Il brano chiude facendo il verso alle campane che suonano a festa e la concludono, perché qui termina la storia dei 49 Americans. Chiusa l’esperienza, Giblet si ritrovò a comporre i testi delle canzoni scritte da Beresford nei dischi omaggio che questi realizzò negli Ottanta per l’etichetta Chabada e in altri album della label sorella, Nato. Album dedicati a Doris Day, Charles Trenet, che andavano di pari passo con quelli dei Melody Four (il trio Beresford, Coxhill e Tony Coe), un cocktail di musiche d’antan e spirito gigionesco. Nei dischi omaggio, Beresford affiancava ai classici dei brani che suonavano “alla maniera di” e per i quali si avvaleva dei testi di Brenner/Giblet.
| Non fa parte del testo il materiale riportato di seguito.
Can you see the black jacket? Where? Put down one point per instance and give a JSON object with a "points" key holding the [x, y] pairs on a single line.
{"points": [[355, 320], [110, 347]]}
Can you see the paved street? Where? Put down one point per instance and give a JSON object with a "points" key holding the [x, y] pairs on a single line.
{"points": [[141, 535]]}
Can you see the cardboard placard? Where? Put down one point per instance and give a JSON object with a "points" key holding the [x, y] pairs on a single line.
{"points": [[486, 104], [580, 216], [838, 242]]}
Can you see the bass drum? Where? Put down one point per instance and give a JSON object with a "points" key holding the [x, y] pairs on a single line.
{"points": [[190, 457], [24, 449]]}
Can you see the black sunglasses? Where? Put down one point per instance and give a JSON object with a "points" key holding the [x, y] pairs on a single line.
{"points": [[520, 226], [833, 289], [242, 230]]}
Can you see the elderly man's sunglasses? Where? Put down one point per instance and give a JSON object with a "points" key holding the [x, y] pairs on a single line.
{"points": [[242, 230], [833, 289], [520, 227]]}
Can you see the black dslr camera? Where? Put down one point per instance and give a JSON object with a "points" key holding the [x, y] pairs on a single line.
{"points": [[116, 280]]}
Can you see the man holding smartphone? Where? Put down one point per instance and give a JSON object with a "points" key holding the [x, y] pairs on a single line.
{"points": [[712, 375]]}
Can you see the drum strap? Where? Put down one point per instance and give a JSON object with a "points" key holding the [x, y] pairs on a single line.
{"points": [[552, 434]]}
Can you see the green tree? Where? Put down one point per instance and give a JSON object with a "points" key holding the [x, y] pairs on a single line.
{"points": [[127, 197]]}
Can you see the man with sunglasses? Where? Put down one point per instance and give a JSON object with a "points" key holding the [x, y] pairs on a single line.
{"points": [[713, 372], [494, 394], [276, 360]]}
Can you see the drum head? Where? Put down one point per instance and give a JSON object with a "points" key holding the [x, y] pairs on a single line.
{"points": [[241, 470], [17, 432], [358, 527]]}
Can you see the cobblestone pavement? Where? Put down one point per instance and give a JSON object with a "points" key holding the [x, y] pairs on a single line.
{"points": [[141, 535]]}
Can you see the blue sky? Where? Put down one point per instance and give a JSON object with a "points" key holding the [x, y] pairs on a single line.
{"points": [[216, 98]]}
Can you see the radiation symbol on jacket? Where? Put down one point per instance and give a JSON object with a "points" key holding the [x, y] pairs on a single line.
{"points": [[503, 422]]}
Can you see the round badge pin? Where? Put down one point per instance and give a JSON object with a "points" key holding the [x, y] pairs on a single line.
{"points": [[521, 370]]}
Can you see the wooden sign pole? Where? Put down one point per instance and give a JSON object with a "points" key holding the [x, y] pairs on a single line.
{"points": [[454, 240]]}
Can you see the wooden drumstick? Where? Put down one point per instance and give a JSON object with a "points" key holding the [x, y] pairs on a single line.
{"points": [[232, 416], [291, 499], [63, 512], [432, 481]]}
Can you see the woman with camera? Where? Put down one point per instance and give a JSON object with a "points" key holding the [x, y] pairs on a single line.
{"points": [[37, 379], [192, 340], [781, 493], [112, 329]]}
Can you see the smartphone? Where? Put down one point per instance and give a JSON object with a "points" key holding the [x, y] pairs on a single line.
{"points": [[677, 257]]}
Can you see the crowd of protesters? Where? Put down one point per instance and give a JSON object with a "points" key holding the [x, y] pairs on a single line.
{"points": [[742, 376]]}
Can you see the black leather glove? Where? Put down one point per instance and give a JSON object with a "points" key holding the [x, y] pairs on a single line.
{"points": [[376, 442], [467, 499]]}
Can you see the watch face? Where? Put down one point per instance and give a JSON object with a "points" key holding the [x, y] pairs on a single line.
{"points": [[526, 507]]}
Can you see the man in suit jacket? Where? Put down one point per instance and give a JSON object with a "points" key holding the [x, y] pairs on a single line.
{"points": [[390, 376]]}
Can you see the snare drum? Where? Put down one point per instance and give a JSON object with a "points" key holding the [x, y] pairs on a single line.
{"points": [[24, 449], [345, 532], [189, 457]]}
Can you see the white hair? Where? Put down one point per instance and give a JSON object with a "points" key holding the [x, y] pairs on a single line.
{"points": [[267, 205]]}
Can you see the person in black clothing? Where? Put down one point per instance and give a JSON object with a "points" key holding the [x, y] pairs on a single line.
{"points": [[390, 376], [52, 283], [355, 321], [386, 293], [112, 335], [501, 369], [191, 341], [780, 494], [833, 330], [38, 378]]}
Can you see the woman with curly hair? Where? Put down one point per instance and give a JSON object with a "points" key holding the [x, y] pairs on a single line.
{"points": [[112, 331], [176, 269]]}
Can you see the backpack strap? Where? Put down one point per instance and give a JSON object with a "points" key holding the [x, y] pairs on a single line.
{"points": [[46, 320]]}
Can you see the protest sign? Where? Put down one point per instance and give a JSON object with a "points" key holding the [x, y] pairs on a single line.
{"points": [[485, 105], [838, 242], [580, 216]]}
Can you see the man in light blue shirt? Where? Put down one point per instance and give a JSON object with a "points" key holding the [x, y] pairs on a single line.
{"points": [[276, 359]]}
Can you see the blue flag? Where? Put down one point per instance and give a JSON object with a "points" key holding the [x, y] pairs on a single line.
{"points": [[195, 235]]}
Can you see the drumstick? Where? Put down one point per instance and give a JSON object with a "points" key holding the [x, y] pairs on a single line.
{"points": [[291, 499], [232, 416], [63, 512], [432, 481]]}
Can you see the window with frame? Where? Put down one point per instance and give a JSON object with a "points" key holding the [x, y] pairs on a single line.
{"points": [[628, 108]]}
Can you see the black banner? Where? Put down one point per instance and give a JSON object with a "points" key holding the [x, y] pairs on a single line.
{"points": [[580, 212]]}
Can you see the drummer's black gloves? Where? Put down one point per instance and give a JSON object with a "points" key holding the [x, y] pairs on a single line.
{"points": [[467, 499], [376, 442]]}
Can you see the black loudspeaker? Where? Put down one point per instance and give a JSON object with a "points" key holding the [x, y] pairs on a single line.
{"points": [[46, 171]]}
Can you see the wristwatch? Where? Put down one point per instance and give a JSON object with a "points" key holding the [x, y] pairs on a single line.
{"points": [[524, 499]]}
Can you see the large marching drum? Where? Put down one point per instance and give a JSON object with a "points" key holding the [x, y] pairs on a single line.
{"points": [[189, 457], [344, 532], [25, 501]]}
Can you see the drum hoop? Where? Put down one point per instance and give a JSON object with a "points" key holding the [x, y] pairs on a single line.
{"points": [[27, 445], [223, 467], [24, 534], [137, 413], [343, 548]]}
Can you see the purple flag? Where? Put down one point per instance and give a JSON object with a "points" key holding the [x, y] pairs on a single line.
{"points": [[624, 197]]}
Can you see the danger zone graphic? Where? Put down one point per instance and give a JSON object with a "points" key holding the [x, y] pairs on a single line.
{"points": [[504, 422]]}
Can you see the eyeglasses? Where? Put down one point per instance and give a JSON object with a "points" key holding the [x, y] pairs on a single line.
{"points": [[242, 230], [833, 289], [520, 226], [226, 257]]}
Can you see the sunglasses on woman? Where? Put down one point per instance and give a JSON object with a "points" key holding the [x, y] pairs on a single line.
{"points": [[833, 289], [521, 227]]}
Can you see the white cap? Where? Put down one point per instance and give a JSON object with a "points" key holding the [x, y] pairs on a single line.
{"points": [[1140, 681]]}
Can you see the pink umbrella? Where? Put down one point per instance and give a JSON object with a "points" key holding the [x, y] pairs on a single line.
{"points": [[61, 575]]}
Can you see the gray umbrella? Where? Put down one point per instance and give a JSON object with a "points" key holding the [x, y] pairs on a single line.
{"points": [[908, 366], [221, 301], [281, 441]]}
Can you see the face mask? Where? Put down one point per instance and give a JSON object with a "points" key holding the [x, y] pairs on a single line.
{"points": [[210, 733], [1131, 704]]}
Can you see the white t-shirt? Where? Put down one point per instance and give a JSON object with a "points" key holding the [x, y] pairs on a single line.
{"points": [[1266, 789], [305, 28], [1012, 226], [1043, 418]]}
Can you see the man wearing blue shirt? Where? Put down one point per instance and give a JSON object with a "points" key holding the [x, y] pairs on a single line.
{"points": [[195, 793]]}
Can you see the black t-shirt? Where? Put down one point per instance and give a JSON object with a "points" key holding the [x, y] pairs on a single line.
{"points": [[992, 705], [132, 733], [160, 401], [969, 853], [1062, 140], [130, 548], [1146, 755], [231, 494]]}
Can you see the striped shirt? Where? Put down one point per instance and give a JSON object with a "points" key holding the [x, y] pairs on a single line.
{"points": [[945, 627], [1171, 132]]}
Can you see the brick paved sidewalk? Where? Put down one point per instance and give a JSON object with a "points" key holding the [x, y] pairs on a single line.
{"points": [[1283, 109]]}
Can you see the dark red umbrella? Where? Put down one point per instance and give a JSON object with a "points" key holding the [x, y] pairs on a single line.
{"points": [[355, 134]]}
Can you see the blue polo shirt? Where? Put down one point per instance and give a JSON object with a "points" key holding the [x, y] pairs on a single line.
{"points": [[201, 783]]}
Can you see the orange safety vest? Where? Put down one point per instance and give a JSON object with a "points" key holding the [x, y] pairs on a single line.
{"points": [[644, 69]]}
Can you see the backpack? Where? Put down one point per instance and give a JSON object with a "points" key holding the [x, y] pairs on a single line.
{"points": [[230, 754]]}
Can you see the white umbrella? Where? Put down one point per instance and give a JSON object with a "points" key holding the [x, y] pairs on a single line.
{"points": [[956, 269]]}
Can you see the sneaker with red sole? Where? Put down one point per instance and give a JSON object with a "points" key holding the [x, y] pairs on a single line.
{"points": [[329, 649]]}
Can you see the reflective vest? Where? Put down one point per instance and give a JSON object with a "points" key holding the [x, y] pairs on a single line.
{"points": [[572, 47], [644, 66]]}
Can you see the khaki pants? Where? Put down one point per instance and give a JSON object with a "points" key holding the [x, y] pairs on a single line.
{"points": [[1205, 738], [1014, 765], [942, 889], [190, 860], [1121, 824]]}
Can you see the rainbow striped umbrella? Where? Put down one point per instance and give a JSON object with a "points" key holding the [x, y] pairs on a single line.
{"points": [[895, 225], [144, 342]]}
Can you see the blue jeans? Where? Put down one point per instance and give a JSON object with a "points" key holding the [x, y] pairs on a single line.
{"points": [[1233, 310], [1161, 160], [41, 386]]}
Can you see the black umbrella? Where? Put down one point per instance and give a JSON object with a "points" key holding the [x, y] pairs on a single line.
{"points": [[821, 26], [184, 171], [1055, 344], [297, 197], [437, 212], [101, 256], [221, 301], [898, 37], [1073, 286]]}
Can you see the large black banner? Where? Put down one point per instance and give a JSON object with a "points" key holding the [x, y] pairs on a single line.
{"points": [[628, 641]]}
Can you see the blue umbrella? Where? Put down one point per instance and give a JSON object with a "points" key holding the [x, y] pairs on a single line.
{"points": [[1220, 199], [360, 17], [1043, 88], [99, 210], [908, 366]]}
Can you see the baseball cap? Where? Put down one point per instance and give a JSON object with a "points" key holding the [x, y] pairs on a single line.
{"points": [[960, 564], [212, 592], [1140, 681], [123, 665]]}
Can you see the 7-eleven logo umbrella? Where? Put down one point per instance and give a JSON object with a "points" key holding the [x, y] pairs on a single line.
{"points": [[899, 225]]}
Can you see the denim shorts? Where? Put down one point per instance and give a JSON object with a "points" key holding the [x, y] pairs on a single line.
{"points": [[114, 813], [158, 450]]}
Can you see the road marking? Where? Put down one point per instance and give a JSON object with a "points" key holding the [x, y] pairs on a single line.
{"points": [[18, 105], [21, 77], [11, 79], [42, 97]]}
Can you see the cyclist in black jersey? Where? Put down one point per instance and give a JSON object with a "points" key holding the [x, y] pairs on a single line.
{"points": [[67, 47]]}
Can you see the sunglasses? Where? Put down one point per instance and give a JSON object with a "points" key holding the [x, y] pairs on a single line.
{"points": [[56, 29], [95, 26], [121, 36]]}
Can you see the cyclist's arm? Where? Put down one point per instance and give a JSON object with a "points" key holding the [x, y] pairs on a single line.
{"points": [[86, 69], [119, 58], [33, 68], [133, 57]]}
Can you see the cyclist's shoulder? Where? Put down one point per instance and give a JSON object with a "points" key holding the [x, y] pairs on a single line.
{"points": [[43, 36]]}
Si ritrovano ancora insieme fino a metà degli anni Novanta, poi Giblet diventa immateriale, materializzandosi giusto per scrivere le note citate e queste considerazioni:

 

“The 49 Americans fu un esperimento di diversità”.

 

“The 49 Americans fu un esperimento di democrazia”.

 

“The 49 Americans fu un esperimento di idealismo”.

 

“The 49 Americans fu un esperimento di libertà”.

 

“The 49 Americans fu un esperimento di ricerca della felicità”.

 

Questo è tutto.

 


 

ASCOLTI

  AA.VV., Songs in the Key of Z: The Curious Universe of Outsider Music, Gammon Records, 2002.
Dubuffet Jean, Expériences Musicales de Jean Dubuffet (II), Rumpsti Pumsti Music, 2012.
The Flying Lizards, The Flying Lizards/Fourth Wall, RPM, 2010.
The 49 Americans, E Pluribus Unum, Staubgold, 2013.
The General Strike, Danger In Paradise, Staubgold, 2012.
The Promenaders, The Promenaders, Y Records, 1982.
David Toop, Max Eastley, New And Rediscovered Musical Instruments, Virgin, 1997.

 

LETTURE

  Borges Jorge Louis, Kafka e i suoi precursori, in Altre inquisizioni, in Tutte le opere, vol. 1, Mondadori, Milano, 2001.
Dubuffet Jean, Avant-project d’une conference populaire sur la peinture, in Prospectus, et tous écrits suivants, Gallimard, 1967.
Peiry Lucienne, Uno sguardo sull’Art Brut, in AA.VV. Nannetti, Collection de l’Art Brut, Losanna, 2011.